エンジン自体のメカニズムはノーマルと同じですが、アクラポビッチの軽量なチタン製エキゾーストシステム、エアインテークなどのGYTRレーシングパーツもあらかじめ装備されております。公道用モデルでは525サイズだったチェーンは、抵抗を減らすために520サイズにサイズダウン。合わせてスプロケットも変更して最終減速比がショート化されてたりと、レーサーらしく細かな部分までこだわった造りね。
軽量、高剛性なアルミデルタボックスフレームや、高精度でフルアジャスタブルな前後サスペンションはノーマルに準じたものだが、YZF-R6の持つレーサーに限りなく近いポテンシャルの高さをそのまま活かしたといえるのか。

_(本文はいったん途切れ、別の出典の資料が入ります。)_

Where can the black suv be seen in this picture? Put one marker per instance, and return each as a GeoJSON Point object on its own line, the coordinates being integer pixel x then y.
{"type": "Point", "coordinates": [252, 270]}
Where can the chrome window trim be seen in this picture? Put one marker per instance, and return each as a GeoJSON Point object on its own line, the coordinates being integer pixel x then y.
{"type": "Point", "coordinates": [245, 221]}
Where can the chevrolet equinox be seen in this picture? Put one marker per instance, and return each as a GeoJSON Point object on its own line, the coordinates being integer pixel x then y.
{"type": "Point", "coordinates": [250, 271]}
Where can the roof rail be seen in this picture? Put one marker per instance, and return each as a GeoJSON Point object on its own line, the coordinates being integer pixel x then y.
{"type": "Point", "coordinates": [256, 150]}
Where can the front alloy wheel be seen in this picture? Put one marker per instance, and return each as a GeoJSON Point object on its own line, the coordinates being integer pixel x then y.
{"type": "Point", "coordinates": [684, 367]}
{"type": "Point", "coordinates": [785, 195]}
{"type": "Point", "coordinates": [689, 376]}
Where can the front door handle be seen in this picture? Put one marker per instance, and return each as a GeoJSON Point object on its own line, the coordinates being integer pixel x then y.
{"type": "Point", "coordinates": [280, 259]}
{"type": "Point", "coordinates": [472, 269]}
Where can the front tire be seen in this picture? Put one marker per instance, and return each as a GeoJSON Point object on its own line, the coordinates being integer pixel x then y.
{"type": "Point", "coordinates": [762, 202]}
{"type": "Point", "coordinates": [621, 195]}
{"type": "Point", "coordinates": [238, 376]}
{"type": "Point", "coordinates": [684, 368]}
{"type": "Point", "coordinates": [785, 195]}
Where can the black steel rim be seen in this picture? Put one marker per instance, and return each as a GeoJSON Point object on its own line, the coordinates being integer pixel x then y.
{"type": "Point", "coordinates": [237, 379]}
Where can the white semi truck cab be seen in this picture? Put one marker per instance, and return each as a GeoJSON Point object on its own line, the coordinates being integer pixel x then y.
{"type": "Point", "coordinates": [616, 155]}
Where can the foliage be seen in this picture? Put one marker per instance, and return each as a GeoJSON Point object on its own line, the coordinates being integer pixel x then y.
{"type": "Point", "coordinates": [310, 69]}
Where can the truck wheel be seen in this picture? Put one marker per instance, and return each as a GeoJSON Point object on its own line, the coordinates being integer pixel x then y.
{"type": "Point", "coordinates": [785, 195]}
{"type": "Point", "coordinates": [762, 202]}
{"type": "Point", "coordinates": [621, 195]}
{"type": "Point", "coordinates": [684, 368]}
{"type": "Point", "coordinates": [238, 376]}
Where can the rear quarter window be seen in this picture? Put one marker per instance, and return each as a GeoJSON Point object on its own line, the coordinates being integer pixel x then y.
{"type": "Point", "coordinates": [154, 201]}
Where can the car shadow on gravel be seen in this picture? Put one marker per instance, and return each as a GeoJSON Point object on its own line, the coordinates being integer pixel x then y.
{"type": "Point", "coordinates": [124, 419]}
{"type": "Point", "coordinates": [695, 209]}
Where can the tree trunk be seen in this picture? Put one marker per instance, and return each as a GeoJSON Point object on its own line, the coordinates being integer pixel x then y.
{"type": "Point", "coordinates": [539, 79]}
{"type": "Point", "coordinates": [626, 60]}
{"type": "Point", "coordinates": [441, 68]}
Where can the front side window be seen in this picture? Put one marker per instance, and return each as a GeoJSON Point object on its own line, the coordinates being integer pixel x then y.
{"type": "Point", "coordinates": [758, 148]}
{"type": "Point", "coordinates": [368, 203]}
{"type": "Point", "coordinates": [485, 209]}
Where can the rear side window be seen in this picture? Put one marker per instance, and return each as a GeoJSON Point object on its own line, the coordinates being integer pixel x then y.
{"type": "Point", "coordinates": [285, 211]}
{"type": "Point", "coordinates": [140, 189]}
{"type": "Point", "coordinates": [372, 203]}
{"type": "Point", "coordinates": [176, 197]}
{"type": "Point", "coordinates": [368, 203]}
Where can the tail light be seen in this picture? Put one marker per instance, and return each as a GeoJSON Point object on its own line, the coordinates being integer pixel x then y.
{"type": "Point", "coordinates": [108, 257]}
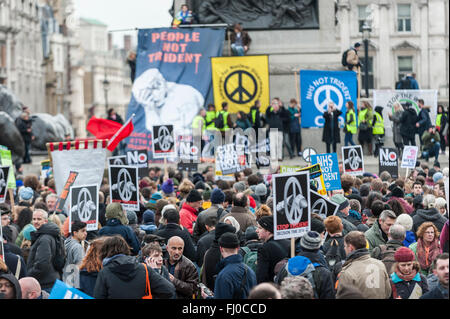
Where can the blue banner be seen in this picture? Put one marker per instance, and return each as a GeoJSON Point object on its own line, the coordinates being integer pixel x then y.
{"type": "Point", "coordinates": [320, 87]}
{"type": "Point", "coordinates": [61, 290]}
{"type": "Point", "coordinates": [173, 80]}
{"type": "Point", "coordinates": [329, 165]}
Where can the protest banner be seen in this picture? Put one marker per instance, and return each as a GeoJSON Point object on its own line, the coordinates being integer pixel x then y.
{"type": "Point", "coordinates": [292, 209]}
{"type": "Point", "coordinates": [315, 177]}
{"type": "Point", "coordinates": [387, 98]}
{"type": "Point", "coordinates": [173, 80]}
{"type": "Point", "coordinates": [163, 143]}
{"type": "Point", "coordinates": [320, 87]}
{"type": "Point", "coordinates": [61, 290]}
{"type": "Point", "coordinates": [61, 203]}
{"type": "Point", "coordinates": [5, 160]}
{"type": "Point", "coordinates": [84, 206]}
{"type": "Point", "coordinates": [329, 165]}
{"type": "Point", "coordinates": [353, 160]}
{"type": "Point", "coordinates": [87, 157]}
{"type": "Point", "coordinates": [409, 157]}
{"type": "Point", "coordinates": [4, 173]}
{"type": "Point", "coordinates": [388, 161]}
{"type": "Point", "coordinates": [138, 158]}
{"type": "Point", "coordinates": [124, 186]}
{"type": "Point", "coordinates": [240, 81]}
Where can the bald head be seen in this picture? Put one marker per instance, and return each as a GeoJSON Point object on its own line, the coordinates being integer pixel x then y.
{"type": "Point", "coordinates": [31, 289]}
{"type": "Point", "coordinates": [175, 248]}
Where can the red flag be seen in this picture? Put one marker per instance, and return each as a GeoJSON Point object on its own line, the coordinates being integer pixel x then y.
{"type": "Point", "coordinates": [122, 133]}
{"type": "Point", "coordinates": [102, 128]}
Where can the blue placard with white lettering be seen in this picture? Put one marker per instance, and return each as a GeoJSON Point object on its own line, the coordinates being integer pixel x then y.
{"type": "Point", "coordinates": [320, 87]}
{"type": "Point", "coordinates": [61, 290]}
{"type": "Point", "coordinates": [329, 165]}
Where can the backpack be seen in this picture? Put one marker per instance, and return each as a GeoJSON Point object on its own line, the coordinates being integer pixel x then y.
{"type": "Point", "coordinates": [59, 260]}
{"type": "Point", "coordinates": [250, 257]}
{"type": "Point", "coordinates": [219, 121]}
{"type": "Point", "coordinates": [332, 256]}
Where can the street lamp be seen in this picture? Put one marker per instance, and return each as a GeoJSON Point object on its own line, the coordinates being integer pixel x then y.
{"type": "Point", "coordinates": [366, 29]}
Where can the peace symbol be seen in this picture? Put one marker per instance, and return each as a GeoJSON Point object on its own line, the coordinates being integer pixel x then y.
{"type": "Point", "coordinates": [328, 89]}
{"type": "Point", "coordinates": [295, 203]}
{"type": "Point", "coordinates": [307, 152]}
{"type": "Point", "coordinates": [321, 207]}
{"type": "Point", "coordinates": [164, 138]}
{"type": "Point", "coordinates": [85, 205]}
{"type": "Point", "coordinates": [240, 91]}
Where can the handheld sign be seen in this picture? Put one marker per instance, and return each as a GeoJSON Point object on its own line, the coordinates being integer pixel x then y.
{"type": "Point", "coordinates": [84, 206]}
{"type": "Point", "coordinates": [388, 161]}
{"type": "Point", "coordinates": [409, 157]}
{"type": "Point", "coordinates": [329, 165]}
{"type": "Point", "coordinates": [353, 160]}
{"type": "Point", "coordinates": [292, 213]}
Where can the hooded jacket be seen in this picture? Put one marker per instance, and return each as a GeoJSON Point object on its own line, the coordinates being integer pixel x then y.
{"type": "Point", "coordinates": [122, 277]}
{"type": "Point", "coordinates": [42, 252]}
{"type": "Point", "coordinates": [428, 215]}
{"type": "Point", "coordinates": [17, 290]}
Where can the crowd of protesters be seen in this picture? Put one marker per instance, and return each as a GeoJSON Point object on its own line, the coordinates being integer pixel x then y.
{"type": "Point", "coordinates": [198, 237]}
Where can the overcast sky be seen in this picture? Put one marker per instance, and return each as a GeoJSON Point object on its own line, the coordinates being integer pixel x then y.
{"type": "Point", "coordinates": [126, 14]}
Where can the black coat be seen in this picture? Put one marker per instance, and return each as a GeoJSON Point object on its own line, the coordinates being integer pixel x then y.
{"type": "Point", "coordinates": [122, 277]}
{"type": "Point", "coordinates": [329, 136]}
{"type": "Point", "coordinates": [171, 230]}
{"type": "Point", "coordinates": [40, 259]}
{"type": "Point", "coordinates": [269, 254]}
{"type": "Point", "coordinates": [408, 123]}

2021年モデルからYZF-R6のラインナップはYZF-R6 GYTRとYZF-R6 RACEのみ。公道用モデルが存在せず、その高性能をクローズドコースで純粋に味わうためのモデルとなった。かつてTZは、公道用スポーツモデルのRDやRZとのメカニズム面での関連が深かったが、公道用スポーツモデルから発展した結果〝市販レーサー〟になったYZF-R6 GYTRこそ、ヤマハ市販レーサー復活への第一歩!…になるといいなぁ。